Trevin Wax|3:48 am CT

Mental Growth Means Growing Into More Definite Convictions
Mental Growth Means Growing Into More Definite Convictions avatar

Some thought-provoking quotes from Chesterton on dogma:

The vice of the modern notion of mental progress is that it is always something concerned with the breaking of bonds, the effacing of boundaries, the casting away of dogmas. But if there be such a thing as mental growth, it must mean the growth into more and more definite convictions, into more and more dogmas.

Trees have no dogmas. Turnips are singularly broad-minded.

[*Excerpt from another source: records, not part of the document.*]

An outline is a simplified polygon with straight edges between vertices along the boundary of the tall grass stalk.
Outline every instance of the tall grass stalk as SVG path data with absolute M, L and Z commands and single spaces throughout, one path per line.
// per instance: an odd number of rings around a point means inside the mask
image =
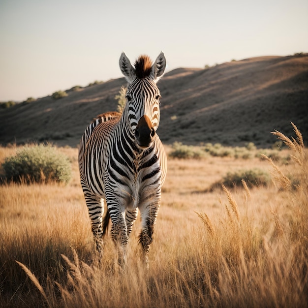
M 2 216 L 0 306 L 307 307 L 308 169 L 307 149 L 300 137 L 291 140 L 298 160 L 291 166 L 296 189 L 257 187 L 249 190 L 242 182 L 243 200 L 236 191 L 223 187 L 222 210 L 216 218 L 206 213 L 210 208 L 205 206 L 192 216 L 181 208 L 162 207 L 148 271 L 137 245 L 140 221 L 130 240 L 127 266 L 119 269 L 110 239 L 105 241 L 103 258 L 94 252 L 80 187 L 74 190 L 71 186 L 72 194 L 61 197 L 60 189 L 66 188 L 48 186 L 59 199 L 49 203 L 41 191 L 40 202 L 45 205 L 42 212 L 36 212 L 39 207 L 33 198 L 35 207 L 30 208 L 27 220 L 20 221 L 18 212 L 12 212 L 9 219 Z M 276 168 L 274 172 L 277 178 L 283 175 Z M 22 184 L 14 188 L 30 203 L 25 196 L 33 193 L 29 190 L 33 187 Z M 1 187 L 5 200 L 8 200 L 5 196 L 11 187 Z M 268 215 L 258 220 L 253 210 L 262 197 L 260 192 L 269 193 L 268 204 L 264 206 Z M 274 194 L 271 198 L 270 193 Z M 21 202 L 14 200 L 16 204 Z M 61 215 L 55 213 L 56 206 Z M 0 203 L 0 210 L 4 208 Z M 21 266 L 28 278 L 15 260 L 24 265 Z

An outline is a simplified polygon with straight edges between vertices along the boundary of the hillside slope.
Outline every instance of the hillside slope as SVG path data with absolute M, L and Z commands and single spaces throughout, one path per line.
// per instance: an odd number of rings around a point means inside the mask
M 76 146 L 96 115 L 115 110 L 124 78 L 0 110 L 0 143 L 50 140 Z M 271 131 L 308 139 L 308 55 L 262 57 L 207 69 L 178 68 L 158 83 L 161 140 L 189 144 L 254 142 L 270 146 Z

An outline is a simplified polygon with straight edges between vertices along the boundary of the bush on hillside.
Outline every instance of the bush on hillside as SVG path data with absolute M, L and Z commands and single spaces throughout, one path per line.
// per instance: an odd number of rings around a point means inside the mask
M 169 156 L 174 158 L 200 158 L 204 155 L 204 152 L 199 148 L 195 149 L 192 146 L 183 144 L 181 142 L 174 142 L 173 151 Z
M 9 100 L 7 102 L 4 102 L 3 103 L 1 103 L 0 104 L 0 106 L 1 108 L 5 109 L 9 108 L 10 107 L 12 107 L 12 106 L 14 106 L 16 104 L 16 103 L 12 100 Z
M 2 164 L 7 181 L 17 183 L 67 183 L 71 178 L 68 158 L 50 145 L 27 145 Z
M 117 111 L 122 113 L 126 103 L 126 92 L 127 91 L 126 88 L 121 87 L 121 90 L 119 91 L 119 94 L 115 96 L 115 98 L 118 100 L 118 107 Z
M 54 92 L 51 95 L 54 99 L 60 99 L 67 96 L 67 93 L 65 91 L 56 91 Z
M 228 172 L 220 184 L 230 188 L 235 186 L 241 186 L 242 179 L 247 183 L 249 187 L 254 186 L 267 186 L 271 182 L 271 177 L 267 172 L 260 169 L 254 168 Z

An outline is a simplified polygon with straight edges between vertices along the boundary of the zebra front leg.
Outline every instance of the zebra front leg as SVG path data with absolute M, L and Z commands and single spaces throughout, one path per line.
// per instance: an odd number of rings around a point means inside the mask
M 93 195 L 85 194 L 85 199 L 91 219 L 92 230 L 95 241 L 96 250 L 101 254 L 103 250 L 102 239 L 103 215 L 104 215 L 104 199 Z
M 149 268 L 149 251 L 150 246 L 153 241 L 154 225 L 156 222 L 159 204 L 151 204 L 140 209 L 142 220 L 142 229 L 139 236 L 139 243 L 146 267 Z
M 132 211 L 126 210 L 126 211 L 125 220 L 127 226 L 127 235 L 128 237 L 130 235 L 130 233 L 133 229 L 134 222 L 136 221 L 137 216 L 138 209 L 135 209 Z
M 121 267 L 126 264 L 126 248 L 128 243 L 127 226 L 125 219 L 125 213 L 123 211 L 109 209 L 112 226 L 111 234 L 118 252 L 118 263 Z

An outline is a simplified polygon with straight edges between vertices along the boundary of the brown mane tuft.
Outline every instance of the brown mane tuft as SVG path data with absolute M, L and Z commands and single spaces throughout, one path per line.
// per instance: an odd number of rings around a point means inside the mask
M 152 62 L 148 56 L 140 56 L 135 62 L 136 76 L 139 79 L 143 79 L 150 76 L 152 67 Z

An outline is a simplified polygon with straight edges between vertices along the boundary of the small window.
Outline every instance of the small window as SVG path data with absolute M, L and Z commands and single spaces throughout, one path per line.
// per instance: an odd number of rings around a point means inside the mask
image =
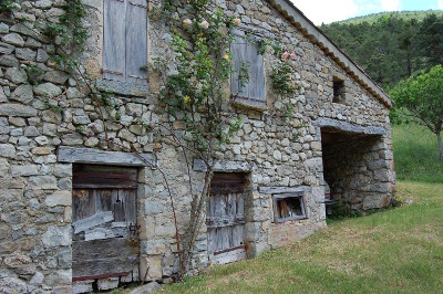
M 266 86 L 264 57 L 258 53 L 257 44 L 246 39 L 245 32 L 236 30 L 234 31 L 234 35 L 235 39 L 230 45 L 236 70 L 230 78 L 234 103 L 265 108 Z M 249 76 L 246 85 L 241 85 L 239 78 L 243 64 L 247 66 Z
M 333 103 L 344 102 L 344 81 L 337 77 L 333 78 Z
M 103 77 L 146 84 L 146 0 L 104 0 L 103 6 Z
M 275 222 L 300 220 L 307 218 L 305 195 L 302 192 L 274 195 L 272 197 Z

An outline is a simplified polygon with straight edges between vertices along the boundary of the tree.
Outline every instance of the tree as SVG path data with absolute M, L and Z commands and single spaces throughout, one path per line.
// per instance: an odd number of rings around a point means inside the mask
M 443 67 L 436 65 L 427 73 L 400 82 L 391 92 L 398 107 L 406 108 L 412 116 L 436 135 L 440 161 L 443 162 L 441 132 L 443 127 Z
M 426 57 L 427 65 L 431 67 L 442 64 L 443 17 L 427 15 L 420 25 L 419 36 L 419 46 Z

No man ought to write at all, or even to speak at all, unless he thinks that he is in truth and the other man in error.

It is ludicrous to suppose that the more sceptical we are the more we see good in everything. It is clear that the more we are certain what good is, the more we shall see good in everything.

Ideas are dangerous, but the man to whom they are least dangerous is the man of ideas. He is acquainted with ideas, and moves among them like a lion-tamer. Ideas are dangerous, but the man to whom they are most dangerous is the man of no ideas.

The modern world is filled with men who hold dogmas so strongly that they do not even know that they are dogmas. It may be said even that the modern world, as a corporate body, holds certain dogmas so strongly that it does not know that they are dogmas.